Dan ketidaklulusan saya pada kompre pertama itu berhasil bikin saya stres pada kompre berikutnya, sehingga demam tinggi . Ingatan saya juga jadi kembali melayang pada saat beberapa minggu sebelum UAN dan beberapa minggu sebelum SPMB saat SMA dulu. Demam berdarah dan tipes masing-masingnya. 

Alhamdulillah saya bisa beroleh dosen yang sekaligus pembimbing skripsi saya. Yang baik juga. Yang pengertian juga. Yang akhirnya meluluskan saya juga. 

Kawan, ini sepengetahuan kita saja. Kondisi demam dan pressure kompre mencetuskan sebuah ide dasar Machiavelli. Voila, teraplikasi dengan sebuah sikap pasif oportunis.

Namun bagaimana juga, sebagaimana kawan-kawan tau. Saya nggak pernah serta merta nolak sistem kompre demikian. Yang saya tolak adalah prinsip-prinsip kekakuan di dalamnya. 

Sama lah itu dengan kawan-kawan menolak UAN, yang ditolak kan bukan pelaksanaan UAN-nya, karna kita tau UAN itu niatnya positif. Tapi kan yang ditolak adalah bahwa UAN itu dijadikan parameter final kelulusan siswa sekolah.

Nah, sama sih dengan, saya sih dukung kompre gitu juga. Tapi nggak seneng saya dengan dosen-dosen konservatif yang terlalu kaku dalam menerapkan standar kelulusan kompre. 

Jadi prihatin dengan temen saya. Contoh ketika dia ditanya sepuluh standar audit. Bisa ngasih penjelasan detail untuk delapan diantaranya, eh si dosen malah dengan semangat mencerca dua poin yang ga didapat. Hargain delapan poinnya itu dong. 

Ya, memang ada beberapa dosen yang masih berpikiran ortodoks seperti itu. Terikat dengan textbook.  Kalau begitu apa yang membedakan siswa dengan mahasiswa? Ah, apa dosen seperti itu memang ada untuk menyiksa? 

Bayangkan, karna pola pandang seperti itu ada saja mahasiswa yang jadi menunda cita-cita. Ada saja para orang tua yang patah hati karna kecewa. 

Untunglah saya bukan sekuler, jadinya saya yakin ada campur tangan Allah di dalamnya. Campur tangan yang saya yakin dikemudian hari kita akan bilang: Ya, Allah memang Maha Adil dan Maha Mengetahui. 

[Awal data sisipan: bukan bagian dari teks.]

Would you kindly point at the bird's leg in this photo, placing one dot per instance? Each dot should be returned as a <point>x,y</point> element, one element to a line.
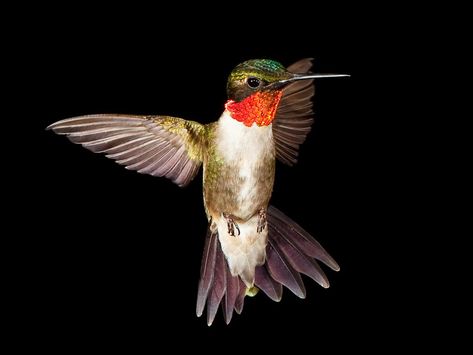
<point>231,224</point>
<point>262,222</point>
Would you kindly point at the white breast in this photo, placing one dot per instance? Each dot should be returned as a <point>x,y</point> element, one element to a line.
<point>243,146</point>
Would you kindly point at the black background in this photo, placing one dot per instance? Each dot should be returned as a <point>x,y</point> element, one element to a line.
<point>116,256</point>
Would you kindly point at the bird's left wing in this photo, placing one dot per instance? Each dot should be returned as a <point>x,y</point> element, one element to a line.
<point>155,145</point>
<point>294,116</point>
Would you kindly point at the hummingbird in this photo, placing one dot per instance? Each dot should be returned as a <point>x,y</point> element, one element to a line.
<point>250,245</point>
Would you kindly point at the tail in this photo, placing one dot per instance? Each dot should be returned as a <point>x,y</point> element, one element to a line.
<point>290,251</point>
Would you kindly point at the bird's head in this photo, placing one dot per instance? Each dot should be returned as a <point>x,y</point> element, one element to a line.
<point>255,87</point>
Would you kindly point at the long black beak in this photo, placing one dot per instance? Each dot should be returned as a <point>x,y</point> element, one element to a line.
<point>295,77</point>
<point>311,76</point>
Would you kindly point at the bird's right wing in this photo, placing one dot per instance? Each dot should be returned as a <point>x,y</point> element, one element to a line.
<point>155,145</point>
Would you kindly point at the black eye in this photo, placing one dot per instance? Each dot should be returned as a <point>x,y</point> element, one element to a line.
<point>253,82</point>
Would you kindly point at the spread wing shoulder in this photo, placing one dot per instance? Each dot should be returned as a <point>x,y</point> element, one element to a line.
<point>294,116</point>
<point>155,145</point>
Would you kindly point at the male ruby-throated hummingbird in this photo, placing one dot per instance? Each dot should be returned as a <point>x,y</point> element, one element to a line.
<point>250,245</point>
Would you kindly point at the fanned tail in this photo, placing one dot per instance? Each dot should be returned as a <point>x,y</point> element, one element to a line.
<point>216,284</point>
<point>290,252</point>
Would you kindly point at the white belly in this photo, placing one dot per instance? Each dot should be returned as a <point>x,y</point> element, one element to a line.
<point>244,147</point>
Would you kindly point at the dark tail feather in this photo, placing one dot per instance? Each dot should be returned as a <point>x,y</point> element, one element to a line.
<point>206,270</point>
<point>229,300</point>
<point>216,284</point>
<point>303,240</point>
<point>290,251</point>
<point>265,282</point>
<point>281,269</point>
<point>219,285</point>
<point>296,257</point>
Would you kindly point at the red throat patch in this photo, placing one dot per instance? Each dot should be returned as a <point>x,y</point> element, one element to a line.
<point>259,108</point>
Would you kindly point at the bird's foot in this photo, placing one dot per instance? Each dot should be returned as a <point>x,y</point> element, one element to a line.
<point>262,222</point>
<point>231,224</point>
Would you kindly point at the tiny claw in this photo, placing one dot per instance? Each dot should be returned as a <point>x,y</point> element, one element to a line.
<point>231,224</point>
<point>262,222</point>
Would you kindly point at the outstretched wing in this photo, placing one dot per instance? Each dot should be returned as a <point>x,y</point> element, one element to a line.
<point>155,145</point>
<point>294,116</point>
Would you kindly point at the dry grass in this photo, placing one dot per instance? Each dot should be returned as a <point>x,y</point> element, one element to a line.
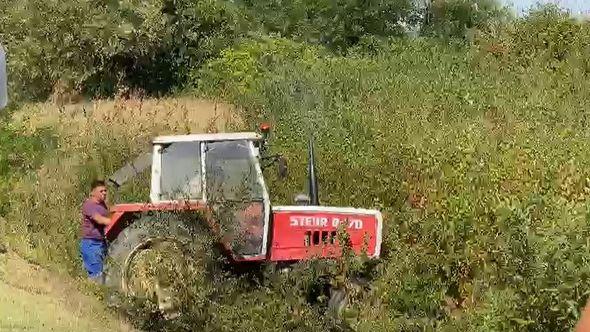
<point>32,298</point>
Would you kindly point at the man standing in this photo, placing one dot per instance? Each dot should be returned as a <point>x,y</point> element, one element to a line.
<point>94,220</point>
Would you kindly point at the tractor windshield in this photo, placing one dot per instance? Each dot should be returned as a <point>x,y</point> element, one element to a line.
<point>231,172</point>
<point>181,171</point>
<point>234,189</point>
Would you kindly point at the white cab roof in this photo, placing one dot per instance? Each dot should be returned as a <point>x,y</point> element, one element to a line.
<point>207,137</point>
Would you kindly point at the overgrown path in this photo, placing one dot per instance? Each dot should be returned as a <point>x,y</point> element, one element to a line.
<point>33,299</point>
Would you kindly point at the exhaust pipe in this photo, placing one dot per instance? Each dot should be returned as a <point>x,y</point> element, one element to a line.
<point>313,183</point>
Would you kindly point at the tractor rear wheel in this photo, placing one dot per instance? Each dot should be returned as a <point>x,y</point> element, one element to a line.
<point>151,260</point>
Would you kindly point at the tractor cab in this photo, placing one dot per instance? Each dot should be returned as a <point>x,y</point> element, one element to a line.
<point>220,173</point>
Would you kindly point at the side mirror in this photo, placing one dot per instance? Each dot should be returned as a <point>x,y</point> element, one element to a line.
<point>3,79</point>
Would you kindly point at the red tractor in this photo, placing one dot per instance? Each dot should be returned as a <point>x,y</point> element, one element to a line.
<point>219,177</point>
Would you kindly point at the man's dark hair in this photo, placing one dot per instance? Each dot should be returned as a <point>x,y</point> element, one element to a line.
<point>97,183</point>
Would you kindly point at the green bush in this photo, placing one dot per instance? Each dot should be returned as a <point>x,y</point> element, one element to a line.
<point>337,25</point>
<point>97,47</point>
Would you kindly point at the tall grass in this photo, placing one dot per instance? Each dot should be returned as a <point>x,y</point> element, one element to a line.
<point>481,170</point>
<point>94,140</point>
<point>477,155</point>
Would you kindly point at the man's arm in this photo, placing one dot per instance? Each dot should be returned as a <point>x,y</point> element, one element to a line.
<point>100,219</point>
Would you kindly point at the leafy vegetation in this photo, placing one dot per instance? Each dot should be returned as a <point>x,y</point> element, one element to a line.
<point>471,138</point>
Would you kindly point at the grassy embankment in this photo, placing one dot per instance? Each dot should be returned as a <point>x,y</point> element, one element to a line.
<point>477,155</point>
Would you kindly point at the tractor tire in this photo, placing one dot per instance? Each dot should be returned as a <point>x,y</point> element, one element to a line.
<point>340,297</point>
<point>148,233</point>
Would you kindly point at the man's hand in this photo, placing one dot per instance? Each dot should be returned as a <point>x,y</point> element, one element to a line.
<point>101,219</point>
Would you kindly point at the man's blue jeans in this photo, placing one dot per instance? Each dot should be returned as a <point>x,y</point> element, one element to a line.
<point>93,254</point>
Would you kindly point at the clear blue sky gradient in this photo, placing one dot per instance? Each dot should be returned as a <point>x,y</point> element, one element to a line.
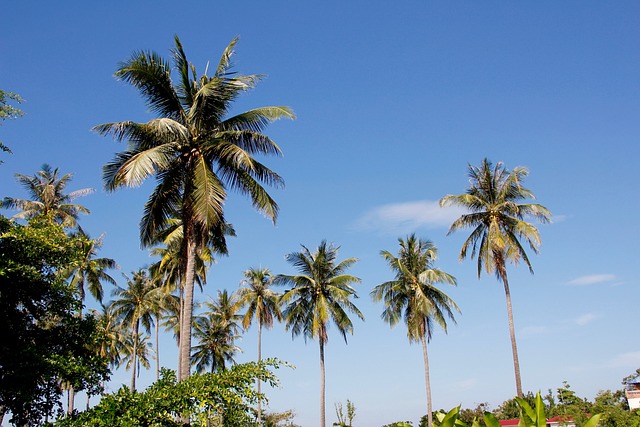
<point>394,100</point>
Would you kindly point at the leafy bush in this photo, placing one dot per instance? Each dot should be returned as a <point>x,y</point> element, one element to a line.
<point>223,399</point>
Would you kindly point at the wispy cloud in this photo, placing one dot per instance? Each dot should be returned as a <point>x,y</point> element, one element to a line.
<point>533,330</point>
<point>625,360</point>
<point>468,384</point>
<point>408,216</point>
<point>586,319</point>
<point>592,279</point>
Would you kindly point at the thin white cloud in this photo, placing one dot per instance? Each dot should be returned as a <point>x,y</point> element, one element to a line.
<point>586,319</point>
<point>592,279</point>
<point>468,384</point>
<point>625,360</point>
<point>533,330</point>
<point>408,216</point>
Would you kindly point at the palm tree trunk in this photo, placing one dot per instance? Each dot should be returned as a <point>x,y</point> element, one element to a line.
<point>322,411</point>
<point>135,354</point>
<point>512,333</point>
<point>70,400</point>
<point>157,348</point>
<point>427,381</point>
<point>185,327</point>
<point>180,315</point>
<point>259,359</point>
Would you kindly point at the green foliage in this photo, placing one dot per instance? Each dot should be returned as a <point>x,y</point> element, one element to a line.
<point>509,409</point>
<point>221,399</point>
<point>530,415</point>
<point>7,111</point>
<point>44,341</point>
<point>615,410</point>
<point>345,420</point>
<point>279,419</point>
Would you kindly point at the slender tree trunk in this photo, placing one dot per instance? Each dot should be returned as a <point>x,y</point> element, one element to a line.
<point>427,381</point>
<point>322,391</point>
<point>185,329</point>
<point>180,315</point>
<point>70,399</point>
<point>512,333</point>
<point>157,347</point>
<point>135,354</point>
<point>259,359</point>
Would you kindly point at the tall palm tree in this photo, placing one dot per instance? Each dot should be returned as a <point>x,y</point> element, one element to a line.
<point>170,270</point>
<point>90,270</point>
<point>320,294</point>
<point>135,354</point>
<point>46,189</point>
<point>497,219</point>
<point>216,331</point>
<point>262,303</point>
<point>111,334</point>
<point>162,303</point>
<point>134,305</point>
<point>196,152</point>
<point>215,345</point>
<point>412,295</point>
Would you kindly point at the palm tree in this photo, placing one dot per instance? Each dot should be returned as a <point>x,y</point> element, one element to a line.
<point>196,152</point>
<point>412,295</point>
<point>215,345</point>
<point>134,305</point>
<point>111,334</point>
<point>170,269</point>
<point>320,293</point>
<point>135,354</point>
<point>90,270</point>
<point>262,303</point>
<point>216,331</point>
<point>497,219</point>
<point>162,303</point>
<point>47,197</point>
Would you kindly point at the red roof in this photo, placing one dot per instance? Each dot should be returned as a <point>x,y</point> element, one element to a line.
<point>514,422</point>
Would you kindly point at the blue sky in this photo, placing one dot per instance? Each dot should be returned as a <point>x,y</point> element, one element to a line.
<point>393,103</point>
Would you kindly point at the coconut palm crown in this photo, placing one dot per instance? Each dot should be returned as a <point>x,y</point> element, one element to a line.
<point>196,151</point>
<point>46,189</point>
<point>498,222</point>
<point>412,295</point>
<point>321,294</point>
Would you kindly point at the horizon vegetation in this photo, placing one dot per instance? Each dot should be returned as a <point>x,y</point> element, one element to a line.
<point>197,154</point>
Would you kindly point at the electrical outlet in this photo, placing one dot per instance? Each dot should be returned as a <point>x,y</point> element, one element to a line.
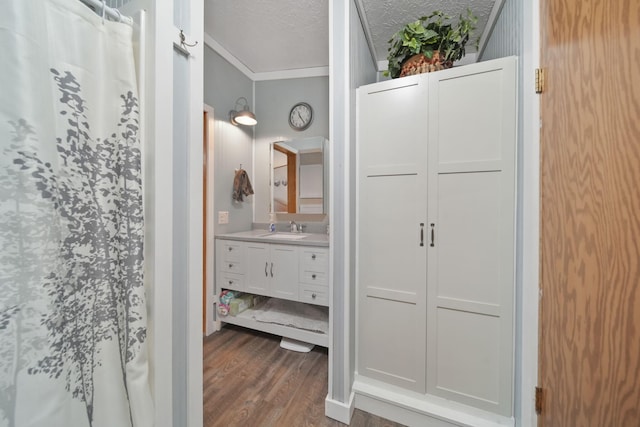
<point>223,217</point>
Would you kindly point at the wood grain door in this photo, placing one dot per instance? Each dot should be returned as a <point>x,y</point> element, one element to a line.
<point>590,213</point>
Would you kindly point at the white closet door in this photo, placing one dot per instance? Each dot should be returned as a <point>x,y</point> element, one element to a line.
<point>472,149</point>
<point>391,263</point>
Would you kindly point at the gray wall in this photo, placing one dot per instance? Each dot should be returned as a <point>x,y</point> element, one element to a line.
<point>507,39</point>
<point>274,99</point>
<point>233,145</point>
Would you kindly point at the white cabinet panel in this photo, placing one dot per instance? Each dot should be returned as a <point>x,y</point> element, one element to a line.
<point>258,268</point>
<point>435,231</point>
<point>471,267</point>
<point>468,235</point>
<point>460,121</point>
<point>284,272</point>
<point>391,234</point>
<point>468,358</point>
<point>391,343</point>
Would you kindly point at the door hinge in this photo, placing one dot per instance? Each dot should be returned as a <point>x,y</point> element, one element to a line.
<point>539,80</point>
<point>539,400</point>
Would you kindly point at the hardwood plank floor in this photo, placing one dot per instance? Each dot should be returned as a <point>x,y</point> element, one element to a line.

Maka biarlah, yang ortodoks itu berjalan dengan caranya selama bertujuan baik. Dan saya biar juga berontak selama sama InsyaAllah juga bertujuan baik. 

Jadi inget sama ilmu dari Pidi Baiq, bahwa hidup ini hanya senda gurau, bahkan Al-Quran yang menyatakan demikian. Pendidikan formal lah yang menjadikannya serius. Haha.